To be diagnosed with clinical depression, a person must experience at least two weeks of feeling sad or apathetic, plus four or more of the following symptoms:
- Significant weight loss or weight gain (5 percent or more in one month)
- Insomnia or sleeping too much
- Motor agitation or slowing (making strange movements without meaning to)
- Extreme fatigue
- Feelings of worthlessness
- Decreased concentration or indecisiveness
- Thoughts of death or suicide
The most common antidepressants prescribed to brain injury patients are:
- Fluoxetine hydrochloride (Prozac)
- Sertraline (Zoloft)
- Fluvoxamine (Luvox)
- Venlafaxine (Effexor)
Some antidepressants can cause sedation which can worsen cognitive dysfunction. Talk to your doctor before trying any.
However, other antidepressants, especially SSRIs like Prozac, can boost serotonin activity in the brain, which may improve cognitive function. More studies are still needed to establish this though
3. Antiparkinson Agents
Antiparkinson agents are also frequently used to combat the effects of brain injury. These drugs have varied mechanisms, but they all serve to increase dopamine levels in the brain.
The best antiparkinson drug for brain injury appears to be amantadine.
Patients treated with amantadine showed improvements across multiple cognitive functions, including:
- Decreased apathy
- Increased attention, concentration, and arousal
- Improved executive functioning
- Faster processing time
- Reduced agitation, aggression, and anxiety
In a major, placebo-controlled trial, amantadine-treated TBI patients made a significantly faster recovery than those receiving a placebo.
4. Antispasmodic Medications
Antispasticity meds can help treat stiff muscles after brain injury.
The most common types of antispasticity drugs for TBI patients are:
- Tizanidine hydrochloride (Zanaflex). Tizanidine is an oral muscle relaxant that is metabolized by the liver. One dose of 8 mg reduces muscle tone in spasticity patients for several hours.
- Baclofen. Baclofen works by inhibiting nerve signals to the muscles, preventing them from spasming. It can either be taken orally or delivered intrathecally through a spinal port.

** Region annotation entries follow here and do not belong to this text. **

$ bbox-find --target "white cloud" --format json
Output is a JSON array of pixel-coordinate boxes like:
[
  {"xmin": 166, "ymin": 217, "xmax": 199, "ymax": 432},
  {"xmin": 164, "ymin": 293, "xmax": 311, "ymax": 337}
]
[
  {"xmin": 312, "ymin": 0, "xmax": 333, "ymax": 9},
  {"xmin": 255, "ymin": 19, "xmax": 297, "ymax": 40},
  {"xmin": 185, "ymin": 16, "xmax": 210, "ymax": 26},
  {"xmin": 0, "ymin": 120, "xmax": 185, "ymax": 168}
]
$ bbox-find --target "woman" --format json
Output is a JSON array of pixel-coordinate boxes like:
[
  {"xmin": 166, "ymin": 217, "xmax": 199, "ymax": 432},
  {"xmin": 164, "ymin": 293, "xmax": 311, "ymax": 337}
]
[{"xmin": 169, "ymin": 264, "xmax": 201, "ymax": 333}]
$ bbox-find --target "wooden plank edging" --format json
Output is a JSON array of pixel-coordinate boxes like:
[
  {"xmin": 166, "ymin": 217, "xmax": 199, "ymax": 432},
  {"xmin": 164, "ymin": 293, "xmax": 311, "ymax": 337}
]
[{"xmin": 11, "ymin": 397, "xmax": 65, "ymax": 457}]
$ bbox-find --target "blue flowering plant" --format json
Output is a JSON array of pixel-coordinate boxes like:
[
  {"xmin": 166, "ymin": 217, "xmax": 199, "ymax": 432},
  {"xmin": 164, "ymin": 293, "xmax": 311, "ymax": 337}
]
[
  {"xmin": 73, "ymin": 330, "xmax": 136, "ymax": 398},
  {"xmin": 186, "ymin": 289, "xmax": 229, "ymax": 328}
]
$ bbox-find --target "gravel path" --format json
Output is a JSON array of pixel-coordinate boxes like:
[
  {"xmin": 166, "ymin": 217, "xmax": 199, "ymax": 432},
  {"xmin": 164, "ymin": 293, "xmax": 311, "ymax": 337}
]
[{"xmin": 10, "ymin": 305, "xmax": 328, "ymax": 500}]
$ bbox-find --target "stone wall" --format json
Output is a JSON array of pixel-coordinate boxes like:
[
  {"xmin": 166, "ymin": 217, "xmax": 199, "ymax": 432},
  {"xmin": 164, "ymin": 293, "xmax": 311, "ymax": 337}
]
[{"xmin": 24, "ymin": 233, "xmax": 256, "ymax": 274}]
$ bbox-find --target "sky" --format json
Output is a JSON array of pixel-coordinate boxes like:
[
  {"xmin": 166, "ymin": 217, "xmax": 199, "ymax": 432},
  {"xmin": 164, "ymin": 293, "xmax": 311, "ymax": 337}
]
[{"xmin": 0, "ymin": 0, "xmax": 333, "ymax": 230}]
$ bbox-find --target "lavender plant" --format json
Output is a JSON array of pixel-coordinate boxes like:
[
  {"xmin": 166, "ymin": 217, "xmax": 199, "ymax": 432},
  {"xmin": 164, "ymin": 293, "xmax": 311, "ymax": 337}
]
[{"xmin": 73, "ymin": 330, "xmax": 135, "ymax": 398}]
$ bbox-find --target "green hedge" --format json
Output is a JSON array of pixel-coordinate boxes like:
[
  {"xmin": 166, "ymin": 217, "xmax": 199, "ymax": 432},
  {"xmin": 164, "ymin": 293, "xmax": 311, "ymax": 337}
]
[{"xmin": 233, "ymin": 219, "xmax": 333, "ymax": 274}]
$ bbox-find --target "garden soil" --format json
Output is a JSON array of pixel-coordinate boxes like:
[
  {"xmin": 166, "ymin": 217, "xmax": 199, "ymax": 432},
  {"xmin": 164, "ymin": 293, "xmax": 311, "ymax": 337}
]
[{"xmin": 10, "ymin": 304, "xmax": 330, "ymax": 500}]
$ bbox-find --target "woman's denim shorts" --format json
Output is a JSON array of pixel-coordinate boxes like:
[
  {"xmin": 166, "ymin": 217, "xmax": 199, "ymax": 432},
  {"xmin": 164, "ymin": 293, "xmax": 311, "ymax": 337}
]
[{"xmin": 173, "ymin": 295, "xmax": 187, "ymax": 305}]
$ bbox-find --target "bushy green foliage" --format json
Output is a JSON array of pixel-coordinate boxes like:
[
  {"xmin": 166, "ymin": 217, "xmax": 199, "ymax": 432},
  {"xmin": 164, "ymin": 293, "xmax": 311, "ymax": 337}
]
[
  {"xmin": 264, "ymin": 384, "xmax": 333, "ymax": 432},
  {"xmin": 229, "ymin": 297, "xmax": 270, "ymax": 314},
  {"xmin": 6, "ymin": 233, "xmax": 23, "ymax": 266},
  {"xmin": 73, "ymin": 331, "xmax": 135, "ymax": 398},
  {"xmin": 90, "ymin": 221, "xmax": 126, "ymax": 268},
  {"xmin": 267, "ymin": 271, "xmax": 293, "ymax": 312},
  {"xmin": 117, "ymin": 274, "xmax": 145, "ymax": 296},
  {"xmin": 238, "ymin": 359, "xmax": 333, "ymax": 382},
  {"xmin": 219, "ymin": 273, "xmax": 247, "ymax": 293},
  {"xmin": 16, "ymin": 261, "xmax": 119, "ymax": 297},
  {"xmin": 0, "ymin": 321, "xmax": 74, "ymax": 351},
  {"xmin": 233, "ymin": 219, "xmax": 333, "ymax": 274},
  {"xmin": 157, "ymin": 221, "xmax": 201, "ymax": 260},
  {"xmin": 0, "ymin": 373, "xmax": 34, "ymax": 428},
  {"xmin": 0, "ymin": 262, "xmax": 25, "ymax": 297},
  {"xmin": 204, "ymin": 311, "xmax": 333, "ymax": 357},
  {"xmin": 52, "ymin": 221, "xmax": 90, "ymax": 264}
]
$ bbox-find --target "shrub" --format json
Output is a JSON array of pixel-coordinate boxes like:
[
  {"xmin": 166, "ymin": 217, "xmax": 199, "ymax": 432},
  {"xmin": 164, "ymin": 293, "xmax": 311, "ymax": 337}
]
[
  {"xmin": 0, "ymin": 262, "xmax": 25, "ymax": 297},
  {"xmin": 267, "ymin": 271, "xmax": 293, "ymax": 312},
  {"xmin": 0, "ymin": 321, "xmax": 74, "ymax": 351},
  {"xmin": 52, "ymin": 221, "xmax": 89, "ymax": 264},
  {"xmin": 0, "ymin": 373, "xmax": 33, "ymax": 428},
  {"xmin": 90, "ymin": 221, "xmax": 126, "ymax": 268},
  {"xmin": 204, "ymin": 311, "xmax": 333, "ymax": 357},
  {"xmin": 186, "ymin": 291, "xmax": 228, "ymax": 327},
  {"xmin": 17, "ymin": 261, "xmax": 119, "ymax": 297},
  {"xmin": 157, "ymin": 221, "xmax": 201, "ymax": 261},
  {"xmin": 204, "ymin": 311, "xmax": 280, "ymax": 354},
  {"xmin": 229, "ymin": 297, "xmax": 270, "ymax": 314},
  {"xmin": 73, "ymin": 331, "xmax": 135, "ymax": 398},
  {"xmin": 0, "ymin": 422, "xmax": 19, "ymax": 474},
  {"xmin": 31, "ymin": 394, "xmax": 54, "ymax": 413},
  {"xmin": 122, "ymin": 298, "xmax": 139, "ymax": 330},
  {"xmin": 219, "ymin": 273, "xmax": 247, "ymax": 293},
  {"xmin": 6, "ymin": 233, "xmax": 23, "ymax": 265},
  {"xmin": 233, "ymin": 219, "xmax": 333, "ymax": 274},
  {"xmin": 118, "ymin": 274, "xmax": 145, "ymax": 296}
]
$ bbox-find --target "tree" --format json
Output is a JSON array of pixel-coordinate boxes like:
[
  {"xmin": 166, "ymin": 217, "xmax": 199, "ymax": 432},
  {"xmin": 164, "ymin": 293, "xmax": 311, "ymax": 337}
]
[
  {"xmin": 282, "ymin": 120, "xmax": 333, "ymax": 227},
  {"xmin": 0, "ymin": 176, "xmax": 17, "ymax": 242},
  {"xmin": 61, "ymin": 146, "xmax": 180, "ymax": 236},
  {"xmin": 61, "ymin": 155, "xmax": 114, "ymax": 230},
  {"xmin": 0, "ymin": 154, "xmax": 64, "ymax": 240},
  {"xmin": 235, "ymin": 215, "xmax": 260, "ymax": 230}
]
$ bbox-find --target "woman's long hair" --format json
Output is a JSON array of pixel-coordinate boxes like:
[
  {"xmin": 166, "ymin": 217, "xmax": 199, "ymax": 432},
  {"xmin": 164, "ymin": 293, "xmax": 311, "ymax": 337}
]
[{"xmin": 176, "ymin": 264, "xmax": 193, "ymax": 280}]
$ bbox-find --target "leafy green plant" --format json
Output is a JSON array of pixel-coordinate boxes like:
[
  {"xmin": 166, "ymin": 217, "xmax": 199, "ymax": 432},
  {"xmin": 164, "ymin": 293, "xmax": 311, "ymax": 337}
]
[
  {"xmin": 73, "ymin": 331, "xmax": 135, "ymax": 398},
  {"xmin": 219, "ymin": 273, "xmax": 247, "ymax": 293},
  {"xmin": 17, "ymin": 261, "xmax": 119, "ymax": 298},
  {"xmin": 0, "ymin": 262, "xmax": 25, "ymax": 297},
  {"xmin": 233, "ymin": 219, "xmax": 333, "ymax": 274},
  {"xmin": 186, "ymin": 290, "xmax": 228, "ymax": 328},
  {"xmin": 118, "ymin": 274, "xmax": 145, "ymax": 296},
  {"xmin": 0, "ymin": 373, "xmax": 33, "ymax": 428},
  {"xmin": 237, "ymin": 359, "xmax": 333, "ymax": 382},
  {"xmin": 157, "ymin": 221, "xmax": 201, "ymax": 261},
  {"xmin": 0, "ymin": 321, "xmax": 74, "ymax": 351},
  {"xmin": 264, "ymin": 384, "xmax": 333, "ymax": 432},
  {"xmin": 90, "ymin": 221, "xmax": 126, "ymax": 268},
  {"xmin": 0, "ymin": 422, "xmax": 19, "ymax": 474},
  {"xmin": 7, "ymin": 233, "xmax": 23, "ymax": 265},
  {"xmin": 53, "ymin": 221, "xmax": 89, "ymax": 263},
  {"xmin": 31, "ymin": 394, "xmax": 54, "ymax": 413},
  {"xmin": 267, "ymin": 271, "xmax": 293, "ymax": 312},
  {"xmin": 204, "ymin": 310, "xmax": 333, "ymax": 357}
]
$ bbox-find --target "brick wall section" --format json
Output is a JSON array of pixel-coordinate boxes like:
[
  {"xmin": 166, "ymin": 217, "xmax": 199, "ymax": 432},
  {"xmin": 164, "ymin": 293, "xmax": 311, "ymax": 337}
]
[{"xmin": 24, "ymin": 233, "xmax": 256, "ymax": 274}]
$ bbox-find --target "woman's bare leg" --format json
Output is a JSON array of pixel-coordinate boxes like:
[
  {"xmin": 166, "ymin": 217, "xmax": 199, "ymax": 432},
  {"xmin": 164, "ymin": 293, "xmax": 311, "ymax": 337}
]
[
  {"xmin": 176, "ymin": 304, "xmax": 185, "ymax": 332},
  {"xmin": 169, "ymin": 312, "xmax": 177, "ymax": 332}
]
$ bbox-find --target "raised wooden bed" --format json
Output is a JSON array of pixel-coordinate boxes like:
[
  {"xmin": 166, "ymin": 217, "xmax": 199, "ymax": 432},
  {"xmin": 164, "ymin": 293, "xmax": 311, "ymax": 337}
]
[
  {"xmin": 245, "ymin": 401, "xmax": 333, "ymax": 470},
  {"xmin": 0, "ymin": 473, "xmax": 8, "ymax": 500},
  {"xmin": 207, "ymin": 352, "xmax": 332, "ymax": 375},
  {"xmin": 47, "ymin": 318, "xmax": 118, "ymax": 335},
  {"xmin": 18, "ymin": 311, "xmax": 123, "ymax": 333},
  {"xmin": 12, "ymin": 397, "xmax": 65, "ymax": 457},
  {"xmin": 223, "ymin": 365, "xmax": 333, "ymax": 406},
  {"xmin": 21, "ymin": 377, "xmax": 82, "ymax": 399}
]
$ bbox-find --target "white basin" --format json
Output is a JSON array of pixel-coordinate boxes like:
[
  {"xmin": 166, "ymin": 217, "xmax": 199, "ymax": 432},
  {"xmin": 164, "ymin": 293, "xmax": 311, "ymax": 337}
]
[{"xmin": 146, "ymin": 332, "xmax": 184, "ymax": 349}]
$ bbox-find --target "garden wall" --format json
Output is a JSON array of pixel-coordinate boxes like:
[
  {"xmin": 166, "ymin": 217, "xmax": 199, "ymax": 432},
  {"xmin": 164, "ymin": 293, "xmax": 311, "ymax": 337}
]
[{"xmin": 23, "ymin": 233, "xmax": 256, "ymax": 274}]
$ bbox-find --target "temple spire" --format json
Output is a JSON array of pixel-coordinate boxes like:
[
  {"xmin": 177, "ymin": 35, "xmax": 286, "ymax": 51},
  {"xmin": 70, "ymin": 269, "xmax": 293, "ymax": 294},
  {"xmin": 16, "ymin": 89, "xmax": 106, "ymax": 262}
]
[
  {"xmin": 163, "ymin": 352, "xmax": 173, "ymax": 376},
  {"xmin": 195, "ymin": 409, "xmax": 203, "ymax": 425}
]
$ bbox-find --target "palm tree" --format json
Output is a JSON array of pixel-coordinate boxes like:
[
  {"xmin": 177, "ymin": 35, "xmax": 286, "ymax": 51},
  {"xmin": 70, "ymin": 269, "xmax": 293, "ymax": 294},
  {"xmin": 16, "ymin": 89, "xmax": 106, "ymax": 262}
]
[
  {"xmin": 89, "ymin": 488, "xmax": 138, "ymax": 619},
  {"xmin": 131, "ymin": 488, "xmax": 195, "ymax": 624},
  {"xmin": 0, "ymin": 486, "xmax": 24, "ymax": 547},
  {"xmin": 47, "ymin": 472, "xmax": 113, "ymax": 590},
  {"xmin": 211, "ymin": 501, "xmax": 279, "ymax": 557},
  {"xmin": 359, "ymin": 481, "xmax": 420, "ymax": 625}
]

- Botox. Botox works in a similar way as baclofen, by blocking the signals between the nerves and muscles. However, Botox’s effects last much longer. Botox must be injected directly into the targeted muscle.
While these drugs can provide temporary relief from the pain of spasticity, they will not cure it. To do that will require addressing the root cause of spasticity, which is poor communication between the brain and muscles.
Learn how to overcome spasticity after TBI.
5. Pain Medications
Pain management is an important part of traumatic brain injury recovery.
However, strong pain medications, such as opiates and narcotics, are not usually the solution to pain after TBI. That’s because these drugs work by suppressing brain activity, which can be dangerous for brain injury survivors who already have impaired brain function.
Non-opioid analgesics such as acetaminophen and naproxen are generally safe for TBI patients. Ibuprofen is also a good option, but do not take it within the first week or two after a head injury, as it can increase your risk of bleeding.
If your pain is too much to bear, talk to your doctor. Stronger pain meds taken for only a short period might be able to help without causing any long-term cognitive damage.
Medications for Brain Injury
Traumatic brain injury causes many cognitive, emotional, and physical side effects that can be difficult to live with.
Medications can often help take the edge off these symptoms and allow patients to function again. However, while they can help promote recovery, they are no substitute for the hard work of consistent therapy.
Drugs such as the ones listed above only treat the symptoms of brain injury. But to fully recover from TBI, you will need to engage your brain’s natural repair mechanism, neuroplasticity. You do this through repetitive practice.
By combining modern medications with frequent physical therapy, you can increase your chances of making a great recovery.